The fall leaves are changing and it’s near the end of election season. But let’s dial back to 1998 – I was a 37 year old middle school Social Studies teacher navigating how to teach about the embarrassing actions of President Bill Clinton and his White House intern. Steering the classroom conversation so that the political implications were understood while honoring community values was a difficult dance. Nearly 20 years later, the same problem exists today across this country as we face the disintegration of civility within our presidential race.
Like a couple of decades ago, new vocabulary is radiating out to young ears. It’s impossible to completely shield them from both the specific language and the larger concepts that they may not be developmentally ready for. How do educators/parents maintain civility and teach the democratic values that we hold dear as Americans?
We should limit their intake of news. As a former Poli Sci major, it’s hard for me to suggest less exposure to the news media, but in reality, it’s the nightly news on TV that is one of the greatest sources of inappropriate information for youngsters. Common Sense Media has solid advice in this area for parents and their children.
We can turn lemons into lemonade. However you feel about the unorthodox comments of our candidates, recent comments have highlighted the issue of respect toward our fellow human beings, especially women. This is not a bad lesson for our children, obviously formulated for their age.

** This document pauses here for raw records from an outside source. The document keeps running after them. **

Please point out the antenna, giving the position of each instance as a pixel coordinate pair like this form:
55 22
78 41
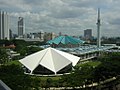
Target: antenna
98 30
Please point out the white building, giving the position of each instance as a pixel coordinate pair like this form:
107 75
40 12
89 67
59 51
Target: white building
4 25
21 27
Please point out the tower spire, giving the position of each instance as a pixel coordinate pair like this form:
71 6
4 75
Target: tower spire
98 30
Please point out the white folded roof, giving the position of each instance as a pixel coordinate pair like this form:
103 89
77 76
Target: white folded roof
49 58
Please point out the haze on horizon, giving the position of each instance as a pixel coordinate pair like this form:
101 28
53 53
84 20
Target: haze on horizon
70 17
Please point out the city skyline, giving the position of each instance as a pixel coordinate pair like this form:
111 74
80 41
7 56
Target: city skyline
70 17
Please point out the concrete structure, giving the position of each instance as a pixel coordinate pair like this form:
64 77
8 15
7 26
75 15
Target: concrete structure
88 34
21 27
4 25
98 30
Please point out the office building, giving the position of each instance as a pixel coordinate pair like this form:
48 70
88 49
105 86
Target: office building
98 30
21 26
88 34
4 25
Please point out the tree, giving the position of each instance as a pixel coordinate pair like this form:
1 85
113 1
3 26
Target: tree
3 56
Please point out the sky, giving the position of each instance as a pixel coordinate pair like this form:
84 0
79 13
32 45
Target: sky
69 17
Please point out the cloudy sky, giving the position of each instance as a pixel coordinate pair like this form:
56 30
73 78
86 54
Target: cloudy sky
70 17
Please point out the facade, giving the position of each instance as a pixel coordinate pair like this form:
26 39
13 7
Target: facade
88 34
21 30
98 30
4 25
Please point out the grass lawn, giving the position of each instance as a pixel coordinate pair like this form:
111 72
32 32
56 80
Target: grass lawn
91 63
16 62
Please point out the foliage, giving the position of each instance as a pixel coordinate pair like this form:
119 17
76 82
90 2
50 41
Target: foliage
14 77
3 56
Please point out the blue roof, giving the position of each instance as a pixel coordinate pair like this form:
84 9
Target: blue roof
65 40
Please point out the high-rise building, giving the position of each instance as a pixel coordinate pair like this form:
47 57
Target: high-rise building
88 34
4 25
98 30
21 30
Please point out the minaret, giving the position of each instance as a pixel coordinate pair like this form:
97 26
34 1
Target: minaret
98 30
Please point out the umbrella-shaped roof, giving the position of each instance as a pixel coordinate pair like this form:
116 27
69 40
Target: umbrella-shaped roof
65 40
50 58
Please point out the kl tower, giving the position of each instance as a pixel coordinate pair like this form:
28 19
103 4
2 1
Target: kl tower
98 30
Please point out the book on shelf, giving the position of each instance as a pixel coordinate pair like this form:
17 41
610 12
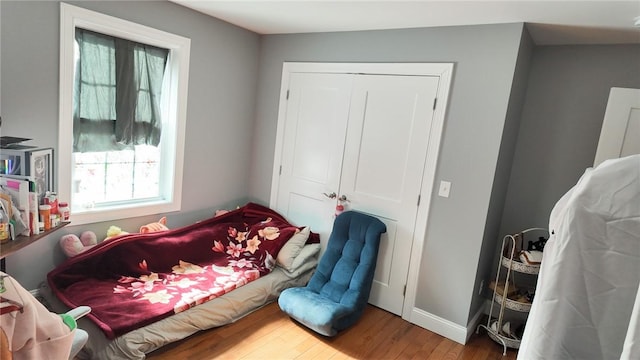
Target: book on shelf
20 189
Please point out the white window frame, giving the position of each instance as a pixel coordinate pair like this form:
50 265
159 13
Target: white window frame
173 124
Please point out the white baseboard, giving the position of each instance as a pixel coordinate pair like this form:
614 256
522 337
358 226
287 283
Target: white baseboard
446 328
439 325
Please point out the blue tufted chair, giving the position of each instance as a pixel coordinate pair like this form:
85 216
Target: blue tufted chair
338 291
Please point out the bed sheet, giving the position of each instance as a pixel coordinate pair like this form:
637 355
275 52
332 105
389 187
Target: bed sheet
214 313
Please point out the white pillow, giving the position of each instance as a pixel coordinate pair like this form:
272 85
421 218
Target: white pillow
308 252
292 248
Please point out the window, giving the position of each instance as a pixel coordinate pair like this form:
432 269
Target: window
121 133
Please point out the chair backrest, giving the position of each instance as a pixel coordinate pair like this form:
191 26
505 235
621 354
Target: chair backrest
345 271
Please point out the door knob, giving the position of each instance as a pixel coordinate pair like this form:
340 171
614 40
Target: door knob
330 196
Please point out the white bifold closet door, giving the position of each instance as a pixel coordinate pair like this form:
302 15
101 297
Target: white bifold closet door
365 138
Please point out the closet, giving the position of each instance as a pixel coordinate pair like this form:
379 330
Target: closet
365 137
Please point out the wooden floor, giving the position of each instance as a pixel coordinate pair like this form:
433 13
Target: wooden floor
269 334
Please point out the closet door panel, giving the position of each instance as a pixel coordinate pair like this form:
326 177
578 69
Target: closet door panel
314 132
385 151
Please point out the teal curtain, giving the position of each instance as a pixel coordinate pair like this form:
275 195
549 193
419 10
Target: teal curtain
117 93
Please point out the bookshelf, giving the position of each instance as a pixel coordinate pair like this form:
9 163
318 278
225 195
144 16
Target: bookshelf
22 241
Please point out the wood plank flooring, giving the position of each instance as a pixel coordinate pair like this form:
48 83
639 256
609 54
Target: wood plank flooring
270 334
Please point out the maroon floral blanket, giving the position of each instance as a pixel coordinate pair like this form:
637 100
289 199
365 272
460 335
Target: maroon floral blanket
137 279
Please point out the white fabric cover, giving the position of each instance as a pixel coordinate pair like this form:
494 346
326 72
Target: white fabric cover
292 248
34 332
590 273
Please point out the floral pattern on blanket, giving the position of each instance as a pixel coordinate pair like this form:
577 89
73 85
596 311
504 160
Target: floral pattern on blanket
190 284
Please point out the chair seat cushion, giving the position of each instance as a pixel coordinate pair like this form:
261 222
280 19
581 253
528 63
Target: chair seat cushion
312 310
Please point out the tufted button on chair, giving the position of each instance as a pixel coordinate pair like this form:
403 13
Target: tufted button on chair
338 291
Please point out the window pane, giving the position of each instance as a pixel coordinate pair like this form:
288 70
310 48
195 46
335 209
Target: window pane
114 176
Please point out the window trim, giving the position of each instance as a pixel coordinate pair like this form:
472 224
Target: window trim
175 122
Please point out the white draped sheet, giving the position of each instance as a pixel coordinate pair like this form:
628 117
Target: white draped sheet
587 300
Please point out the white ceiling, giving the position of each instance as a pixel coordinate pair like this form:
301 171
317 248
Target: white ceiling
550 22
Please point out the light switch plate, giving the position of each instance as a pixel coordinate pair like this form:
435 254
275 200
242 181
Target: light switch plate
445 188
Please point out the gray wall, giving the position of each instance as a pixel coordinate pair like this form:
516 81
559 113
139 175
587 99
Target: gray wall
222 84
485 60
561 120
503 172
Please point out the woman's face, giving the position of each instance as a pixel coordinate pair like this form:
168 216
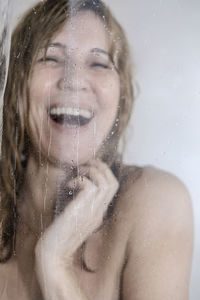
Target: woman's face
74 92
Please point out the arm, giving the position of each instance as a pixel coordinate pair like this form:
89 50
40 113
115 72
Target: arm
55 250
160 242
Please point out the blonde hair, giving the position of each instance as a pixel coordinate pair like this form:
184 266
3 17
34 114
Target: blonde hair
38 27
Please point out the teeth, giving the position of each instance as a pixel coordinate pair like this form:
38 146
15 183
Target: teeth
71 111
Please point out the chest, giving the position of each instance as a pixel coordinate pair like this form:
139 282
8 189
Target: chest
99 264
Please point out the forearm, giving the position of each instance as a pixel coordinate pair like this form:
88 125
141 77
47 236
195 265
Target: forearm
59 284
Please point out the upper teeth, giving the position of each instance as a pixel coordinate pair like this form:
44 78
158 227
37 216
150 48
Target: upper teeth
71 111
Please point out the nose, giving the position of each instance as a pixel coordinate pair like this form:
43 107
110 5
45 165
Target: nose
73 78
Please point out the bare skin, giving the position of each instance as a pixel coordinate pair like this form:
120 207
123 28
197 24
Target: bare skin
139 249
137 253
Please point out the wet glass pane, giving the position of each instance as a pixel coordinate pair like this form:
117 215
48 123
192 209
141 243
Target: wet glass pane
99 150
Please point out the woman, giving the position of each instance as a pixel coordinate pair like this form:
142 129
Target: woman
75 222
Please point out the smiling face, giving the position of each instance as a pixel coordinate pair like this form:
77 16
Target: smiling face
74 92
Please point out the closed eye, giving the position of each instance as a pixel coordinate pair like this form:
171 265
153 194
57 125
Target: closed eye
105 66
48 58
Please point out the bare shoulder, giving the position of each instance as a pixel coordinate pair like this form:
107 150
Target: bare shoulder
159 212
156 199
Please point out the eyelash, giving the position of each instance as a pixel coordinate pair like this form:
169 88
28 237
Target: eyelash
100 65
44 59
52 59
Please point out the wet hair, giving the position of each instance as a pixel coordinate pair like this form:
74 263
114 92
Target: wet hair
37 28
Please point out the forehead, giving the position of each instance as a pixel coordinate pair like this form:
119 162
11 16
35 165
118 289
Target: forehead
83 31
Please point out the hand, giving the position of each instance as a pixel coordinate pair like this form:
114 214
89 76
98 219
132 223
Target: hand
80 218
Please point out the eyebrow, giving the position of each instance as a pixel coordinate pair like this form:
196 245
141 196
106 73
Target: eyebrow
64 47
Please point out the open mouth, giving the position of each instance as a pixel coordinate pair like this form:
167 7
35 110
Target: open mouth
71 117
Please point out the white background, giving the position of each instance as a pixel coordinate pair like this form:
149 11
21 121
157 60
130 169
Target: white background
165 126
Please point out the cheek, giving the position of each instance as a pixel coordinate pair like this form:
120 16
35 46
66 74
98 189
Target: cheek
110 89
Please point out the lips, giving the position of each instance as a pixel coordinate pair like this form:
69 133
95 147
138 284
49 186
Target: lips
70 116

There have been other tough campaigns in US History. While it’s hard to match the divisiveness of this campaign, there have been periods of great angst between candidates. The election of 1800 is one such example between John Adams and Thomas Jefferson. While both were close friends before and long after this election, each engaged in dirty politics.
Check out this resource. The New York Times has some excellent ideas for teachers and parents alike in the article Talking Across Divides: 10 Ways to Encourage Civil Classroom Conversation On Difficult Issues written by Katherine Schulten.
It’s perhaps most important that we listen to our children as they become influenced by media and what they hear. We also have to be careful about what we say in their presence and to maintain some civility as we talk about the candidates.
It’ll be over on November 8…after you vote of course.